Pas trop dur, repasser sous-off ?
Je suis aussi bien payé que toi !
Ouais mais t’es sous-off…
Bon, et qui nous as-tu ramené cette fois ?
Lieutenant Super Trempe, mal du pays et désillusions galopantes.
Je vois… Enchanté, lieutenant. Jakku, Jakku Kat
Jakku connaît tout Logue comme sa poche, hein Jakku ?
Enchantée, Jakku Kat.
Ouaip. Pardonne ma curiosité, lieutenant, mais tu ne serais pas la fille du contre-am
Si.
Sujet sensible, moussaillon, passons. Tu vois, elle elle est officier.
« Officier subalterne en berne », je devrais noter ce titre…
Toi, tu écris ?
Oh, trois fois rien. Quelques chroniques sur la vie à la caserne…
Foutrediantre. Décidemment la propagande a raison : l’élite ça vous change un homme, et dépassez vos limites.
Ahah, qu’y a-t-il de si mal à écrire, Tahar ?
Bah. C’est un truc de rosière c’est tout.
Hum. Commandant Tahar Tahgel, si je ne te connaissais pas comme je te connais, je te casserais la gueule.
Ah ouais ?
Eh ouais !
Quel genre de chroniques ?

Des sourires naissent puis des rires s’élèvent dans le bar moins haut de gamme que le précédent parce que c’est le sergent qui régale et que les sous-officiers ça ne va pas dans les cafés de la haute où ils risqueraient de croiser leurs supérieurs. Attablés dans un coin tranquille de la gargouille, deux amis de régiment se retrouvent et la femme qui les accompagne apporte une touche de fraîcheur au milieu de toute cette virile rivalité.
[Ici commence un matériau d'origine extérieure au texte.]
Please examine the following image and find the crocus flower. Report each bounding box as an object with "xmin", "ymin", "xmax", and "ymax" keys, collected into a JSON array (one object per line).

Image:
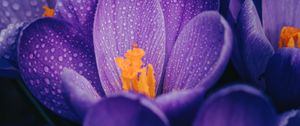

Des rires qui commencent un peu tièdes et qui s’échauffent à mesure que les verres descendent. Face à cette alternance de pleins et de vides, la progression de la bonne humeur est stable, ne fait qu’augmenter.

Malgré les années mortes et enterrées depuis leurs dernières armes ensemble, quelque part sur West Blue, Jakku se montre particulièrement affable et Tahar suit, de très bonne tenue. En fait, Super Trempe ne l’a pas vu aussi enthousiaste depuis un bon moment, et peut-être même depuis toujours. Le charme de la villégiature sur une autre mer ? La sérénité à avoir tombé les obligations militaires pour un temps ? Simplement retrouver un camarade de ses jeunes années dans l’armée, un des rares à avoir contré la camarde assez longtemps pour qu’ils se revoient ? Les pertes sont lourdes dans la marine, élite et traditionnelle confondues ; il ne doit pas rester dans le monde beaucoup de ces premiers frères d’armes.

Et puis Jakku la drague un peu aussi, sous le regard faussement hypocrite de Tahar qui joue les protecteurs pour le seul plaisir d’ennuyer son ami. Les deux hommes font bien la paire, pas étonnant qu’ils s’entendent bien. Les discussions se poursuivent, avancent jusqu’au soir et font même reculer le jour jusque derrière la nuit.

Super Trempe, moi je te le dis, ce type finira Major !
Et toi tu ne finiras sûrement pas amiral, animal…
Ah ouais ?
Eh ouais !
Commandant, j’ai faim.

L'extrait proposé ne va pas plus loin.